New Delhi, October 28, 2024 (TBB Bureau): As India gears up for the Budget 2025, the Aluminium Association of India (AAI), representing top aluminium producers nationwide, has formally submitted its pre-budget recommendations to the Department for Promotion of Industry and Internal Trade (DPIIT) under the Ministry of Commerce. The AAI underscored the metal’s pivotal role in India’s growth ambitions, aligning with the national vision of a developed ‘Viksit Bharat’ by 2047. Aluminium’s extensive application across sectors marks it as an indicator of advanced economies, leading countries such as the USA, Malaysia, and Indonesia to declare it a ‘strategic sector.’
Despite the rising domestic demand, India’s per capita aluminium consumption remains around 3 kg annually, far below the global average of 12 kg. To address this gap, the Indian aluminium industry has invested over INR 1.5 lakh crore ($20 billion) to expand production capacity to 4.2 million tonnes per annum (MTPA). With consumption projected to reach 10 MTPA by 2030, the industry estimates an additional investment of Rs. 3 lakh crore ($40 billion) is required over the next six years to meet demand and create new jobs within India.
To support these investment goals, the AAI is urging the government to fortify the industry against a growing influx of low-cost imports, which is undermining domestic market growth and deterring fresh investments. Import levels of primary aluminium have surged twofold, with low-quality scrap, especially from China, flooding the market. According to industry leaders, this influx stems from low import duties on primary and downstream aluminium products, as well as a duty disparity between primary goods and scrap — a situation not seen in other non-ferrous metals, where duties are on par.
The AAI recommends increasing the import duty on primary and downstream products from 7.5% to 10%, as well as raising the duty on aluminium scrap to 7.5% to align with other aluminium imports. This policy shift would encourage domestic recycling, limit low-quality scrap imports, and support a more robust circular economy.
To maintain global competitiveness, the AAI also calls for rationalizing tax and regulatory levies, which currently account for 17% of production costs. Easing these costs would not only relieve the industry but also create a favorable environment for growth, positioning India as a leading aluminium hub globally.

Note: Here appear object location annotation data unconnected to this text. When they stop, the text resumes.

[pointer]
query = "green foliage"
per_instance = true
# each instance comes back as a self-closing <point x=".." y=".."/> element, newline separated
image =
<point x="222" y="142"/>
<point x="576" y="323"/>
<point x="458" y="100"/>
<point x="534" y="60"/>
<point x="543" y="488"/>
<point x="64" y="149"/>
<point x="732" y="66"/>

The AAI emphasized that industry investments have already created over 800,000 jobs and supported more than 4,000 small and medium enterprises (SMEs), particularly in remote areas. Additional investments to meet the 10 MTPA demand could generate 2 million more livelihood opportunities, reinforcing the Prime Minister’s vision of “Atmanirbhar Bharat.” With supportive measures such as duty rationalization and tighter import controls, domestic aluminium producers are confident they can fuel India’s path to self-reliance and global leadership in aluminium production.